Dans un dernier voyage en Allemagne sa patrie, madame Wyttenbach alla visiter cette université qui l’avait distinguée l’année précédente d’une manière si honorable. Pour lui témoigner sa reconnaissance, elle fonda quelques prix pour les élèves en médecine et en littérature. Un autre prix fut fondé pour les élèves sages-femmes de la clinique de Marbourg; l’idée de cet acte lui fut suggérée par madame Boivin dont elle avait fait connaissance dans un de ses voyages en France, et pour qui elle conserva une estime et une amitié toute particulière. Une économie sévère pour tout ce qui lui était personnel permit à cette femme, non de faire le bien, mais de le répandre. Modèle de piété et de vertus évangéliques, retirée à la campagne, après les désastres de Leyde, en 1807, elle fut jusqu’à sa mort une providence pour le malheur et l’humanité souffrante, sans aucune distinction de culte.
La société philhellénique de Paris associa à ses travaux madame Wyttenbach; son dévouement et sa générosité envers les Grecs lui avaient mérité cette distinction spéciale. Une simplicité de langage, des manières aisées et un abord facile, eussent fait prendre madame Wyttenbach pour une de ces femmes qui n’ont d’autres dehors que ceux de la bonté. Des études sérieuses dans les langues anciennes avaient, pour [159] ainsi dire, imprimé à son esprit une tendance à ne trouver beau que le beau antique, non-seulement dans ce qui est du modus vivendi, mais encore dans le modus rationis.
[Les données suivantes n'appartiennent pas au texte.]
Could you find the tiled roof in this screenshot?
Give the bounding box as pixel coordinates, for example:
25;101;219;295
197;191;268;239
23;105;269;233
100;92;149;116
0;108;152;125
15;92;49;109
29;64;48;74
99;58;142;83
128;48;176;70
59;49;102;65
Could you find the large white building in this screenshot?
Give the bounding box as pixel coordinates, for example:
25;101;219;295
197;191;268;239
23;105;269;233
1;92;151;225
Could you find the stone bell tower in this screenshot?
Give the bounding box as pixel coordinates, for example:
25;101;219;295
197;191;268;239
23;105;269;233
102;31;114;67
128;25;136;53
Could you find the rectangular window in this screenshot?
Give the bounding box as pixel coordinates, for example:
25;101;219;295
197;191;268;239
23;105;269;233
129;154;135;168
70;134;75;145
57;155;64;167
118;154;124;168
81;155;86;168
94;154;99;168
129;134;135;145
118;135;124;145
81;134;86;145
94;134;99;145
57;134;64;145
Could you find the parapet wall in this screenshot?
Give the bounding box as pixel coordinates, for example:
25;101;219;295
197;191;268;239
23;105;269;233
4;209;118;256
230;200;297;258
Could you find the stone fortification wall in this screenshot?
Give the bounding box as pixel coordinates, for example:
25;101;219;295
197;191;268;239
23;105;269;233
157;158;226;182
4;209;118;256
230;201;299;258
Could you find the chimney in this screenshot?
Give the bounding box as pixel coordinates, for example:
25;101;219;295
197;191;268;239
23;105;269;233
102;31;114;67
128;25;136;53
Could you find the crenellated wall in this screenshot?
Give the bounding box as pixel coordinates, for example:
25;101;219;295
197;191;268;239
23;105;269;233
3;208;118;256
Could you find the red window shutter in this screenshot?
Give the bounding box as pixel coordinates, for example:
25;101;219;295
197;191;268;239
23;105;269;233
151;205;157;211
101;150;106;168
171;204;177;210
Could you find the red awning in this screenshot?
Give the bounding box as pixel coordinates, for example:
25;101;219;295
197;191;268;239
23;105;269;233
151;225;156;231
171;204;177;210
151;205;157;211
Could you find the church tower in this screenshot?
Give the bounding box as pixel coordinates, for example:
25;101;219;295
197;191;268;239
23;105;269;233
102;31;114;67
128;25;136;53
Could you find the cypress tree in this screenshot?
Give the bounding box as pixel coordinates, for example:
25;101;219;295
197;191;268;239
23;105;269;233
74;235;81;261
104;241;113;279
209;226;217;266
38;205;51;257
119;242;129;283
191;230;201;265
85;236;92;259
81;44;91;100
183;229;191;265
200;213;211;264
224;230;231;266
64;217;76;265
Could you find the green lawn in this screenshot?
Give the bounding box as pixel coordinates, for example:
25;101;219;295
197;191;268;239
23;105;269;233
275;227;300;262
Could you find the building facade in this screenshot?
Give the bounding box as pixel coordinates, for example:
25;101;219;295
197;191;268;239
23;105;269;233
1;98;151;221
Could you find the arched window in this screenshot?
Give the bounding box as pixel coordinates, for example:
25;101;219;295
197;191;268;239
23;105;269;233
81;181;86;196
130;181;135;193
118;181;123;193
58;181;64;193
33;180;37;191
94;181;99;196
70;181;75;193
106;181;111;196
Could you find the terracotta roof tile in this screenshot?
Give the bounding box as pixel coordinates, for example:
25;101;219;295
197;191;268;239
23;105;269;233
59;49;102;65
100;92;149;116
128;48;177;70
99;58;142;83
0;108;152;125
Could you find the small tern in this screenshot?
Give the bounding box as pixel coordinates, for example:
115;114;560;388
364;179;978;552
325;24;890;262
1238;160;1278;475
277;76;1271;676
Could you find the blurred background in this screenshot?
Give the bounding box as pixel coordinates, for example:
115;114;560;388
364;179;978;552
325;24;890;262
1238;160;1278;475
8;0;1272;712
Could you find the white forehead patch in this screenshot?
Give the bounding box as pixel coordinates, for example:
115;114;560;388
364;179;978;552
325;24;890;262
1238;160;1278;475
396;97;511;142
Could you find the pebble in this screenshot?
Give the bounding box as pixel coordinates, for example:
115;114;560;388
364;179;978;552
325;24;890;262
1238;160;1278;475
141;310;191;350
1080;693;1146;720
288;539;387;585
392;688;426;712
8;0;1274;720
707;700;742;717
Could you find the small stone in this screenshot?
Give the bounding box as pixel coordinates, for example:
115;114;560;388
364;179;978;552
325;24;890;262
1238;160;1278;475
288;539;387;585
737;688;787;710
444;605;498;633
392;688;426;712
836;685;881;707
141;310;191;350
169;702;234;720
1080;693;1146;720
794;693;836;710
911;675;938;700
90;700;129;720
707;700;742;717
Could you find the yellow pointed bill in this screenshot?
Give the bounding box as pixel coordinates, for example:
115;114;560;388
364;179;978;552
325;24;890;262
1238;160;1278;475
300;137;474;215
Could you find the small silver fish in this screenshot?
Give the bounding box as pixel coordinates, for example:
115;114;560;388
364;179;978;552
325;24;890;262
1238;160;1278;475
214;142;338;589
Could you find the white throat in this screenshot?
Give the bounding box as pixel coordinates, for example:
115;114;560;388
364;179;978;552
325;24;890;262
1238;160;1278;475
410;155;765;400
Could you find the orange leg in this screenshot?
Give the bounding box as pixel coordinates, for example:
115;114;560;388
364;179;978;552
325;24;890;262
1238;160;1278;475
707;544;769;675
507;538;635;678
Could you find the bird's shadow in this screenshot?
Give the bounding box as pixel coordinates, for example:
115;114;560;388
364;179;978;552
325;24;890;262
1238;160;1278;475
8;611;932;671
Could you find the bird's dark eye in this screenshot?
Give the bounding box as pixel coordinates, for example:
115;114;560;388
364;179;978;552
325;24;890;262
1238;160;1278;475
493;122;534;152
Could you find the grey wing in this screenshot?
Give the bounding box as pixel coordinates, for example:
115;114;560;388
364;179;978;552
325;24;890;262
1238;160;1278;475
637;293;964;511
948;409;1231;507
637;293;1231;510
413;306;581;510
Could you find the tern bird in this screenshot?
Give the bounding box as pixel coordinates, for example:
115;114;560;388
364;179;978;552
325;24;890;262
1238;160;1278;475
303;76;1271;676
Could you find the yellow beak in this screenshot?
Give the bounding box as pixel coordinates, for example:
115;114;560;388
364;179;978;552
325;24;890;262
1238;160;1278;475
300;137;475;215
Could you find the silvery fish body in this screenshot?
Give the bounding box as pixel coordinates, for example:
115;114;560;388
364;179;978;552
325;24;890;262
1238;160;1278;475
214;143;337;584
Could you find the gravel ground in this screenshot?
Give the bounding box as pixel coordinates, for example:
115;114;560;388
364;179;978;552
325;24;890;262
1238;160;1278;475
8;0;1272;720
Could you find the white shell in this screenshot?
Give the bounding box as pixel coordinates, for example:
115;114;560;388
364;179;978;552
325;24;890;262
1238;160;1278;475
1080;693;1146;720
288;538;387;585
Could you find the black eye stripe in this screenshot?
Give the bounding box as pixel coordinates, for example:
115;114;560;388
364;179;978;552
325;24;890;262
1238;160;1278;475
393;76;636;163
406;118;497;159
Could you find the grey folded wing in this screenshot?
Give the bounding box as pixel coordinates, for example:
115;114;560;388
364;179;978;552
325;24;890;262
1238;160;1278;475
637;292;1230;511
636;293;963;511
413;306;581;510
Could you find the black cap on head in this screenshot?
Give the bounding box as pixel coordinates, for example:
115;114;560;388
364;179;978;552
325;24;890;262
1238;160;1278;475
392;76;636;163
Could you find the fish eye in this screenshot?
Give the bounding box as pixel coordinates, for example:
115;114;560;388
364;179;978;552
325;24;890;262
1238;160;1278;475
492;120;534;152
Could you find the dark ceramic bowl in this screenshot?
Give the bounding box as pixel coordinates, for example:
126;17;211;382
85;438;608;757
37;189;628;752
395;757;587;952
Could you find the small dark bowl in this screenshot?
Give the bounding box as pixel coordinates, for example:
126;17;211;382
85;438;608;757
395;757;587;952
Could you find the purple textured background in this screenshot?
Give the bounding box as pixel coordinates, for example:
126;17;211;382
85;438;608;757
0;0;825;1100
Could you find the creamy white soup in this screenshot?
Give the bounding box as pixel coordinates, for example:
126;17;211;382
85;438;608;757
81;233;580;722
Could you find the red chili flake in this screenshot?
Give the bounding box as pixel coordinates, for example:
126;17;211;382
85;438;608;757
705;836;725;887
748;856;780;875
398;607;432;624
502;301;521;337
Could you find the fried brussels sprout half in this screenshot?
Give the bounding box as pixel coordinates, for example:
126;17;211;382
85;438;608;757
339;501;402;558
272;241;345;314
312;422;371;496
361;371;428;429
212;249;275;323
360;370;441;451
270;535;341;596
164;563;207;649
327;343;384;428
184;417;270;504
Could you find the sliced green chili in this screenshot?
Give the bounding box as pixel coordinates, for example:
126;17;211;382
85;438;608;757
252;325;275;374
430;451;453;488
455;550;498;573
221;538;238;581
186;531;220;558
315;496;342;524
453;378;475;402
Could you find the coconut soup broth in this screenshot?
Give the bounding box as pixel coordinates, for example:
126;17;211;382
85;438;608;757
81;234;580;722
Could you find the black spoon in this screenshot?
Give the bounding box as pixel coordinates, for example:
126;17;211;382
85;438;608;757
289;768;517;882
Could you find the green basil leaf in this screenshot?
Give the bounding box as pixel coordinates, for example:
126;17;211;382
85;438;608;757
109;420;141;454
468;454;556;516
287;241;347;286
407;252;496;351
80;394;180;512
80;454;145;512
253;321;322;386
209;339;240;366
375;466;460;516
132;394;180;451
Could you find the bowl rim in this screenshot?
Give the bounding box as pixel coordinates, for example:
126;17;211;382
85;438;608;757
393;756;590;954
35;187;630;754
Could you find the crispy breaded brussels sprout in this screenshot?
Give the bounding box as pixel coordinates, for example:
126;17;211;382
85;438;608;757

Aussi dans sa conversation apportait-elle toujours une touche d’hellénisme qui décelait aussitôt une intelligence saturée de dialectes classiques. Cette préférence pour le style ionien principalement s’est montrée dans tout son jour dans un petit ouvrage qu’elle a publié sous le titre de: Theagène au banquet de Leontès. Une imagination toute hellénique se voit encore dans un autre ouvrage ingénieusement composé, sous le titre de: Histoire d’Hermione, les Symposiaques et Alexis. Ces deux livres, publiés en français, ont été traduits en allemand, en hollandais; le dernier l’a été en grec moderne.
Madame Wyttenbach a traduit du hollandais en français une observation très-détaillée et du plus haut intérêt, d’un cas d’absorption du placenta, recueillie et suivie par le docteur Salomon de Leyde. Cette traduction a été recueillie et placée à la suite d’un travail sur le même sujet, publié par madame Boivin. Madame Wyttenbach a encore traduit de l’allemand la partie de l’ouvrage du professeur Busch, qui traite de l’état de l’art des accouchemens en France et en Allemagne.
Pour les sciences comme pour l’humanité, madame Wyttenbach est morte beaucoup trop tôt. Elle vit arriver sa fin avec une tranquillité d’ame dont les esprits les plus forts n’ont point donné d’exemple. La beauté mythologique grecque lui présentait le départ de cette vie comme une scène fort extraordinaire; l’image de notre fin est un enfant qui renverse un flambeau pour l’éteindre. Elle savait trop bien que la vie [160] n’est donnée à l’homme qu’à la condition rigoureuse de la rendre à celui qui la lui a donnée. Une des dernières volontés de madame Wyttenbach, fut de charger M. Hoffmann Perkamp de Leyde, de faire connaître dans une note écrite en latin, à madame Boivin, le résultat de son autopsie. Elle mourut le 26 avril 1830; ses restes furent placés à côté de ceux de son illustre époux, et non loin des cendres de Boerrhave.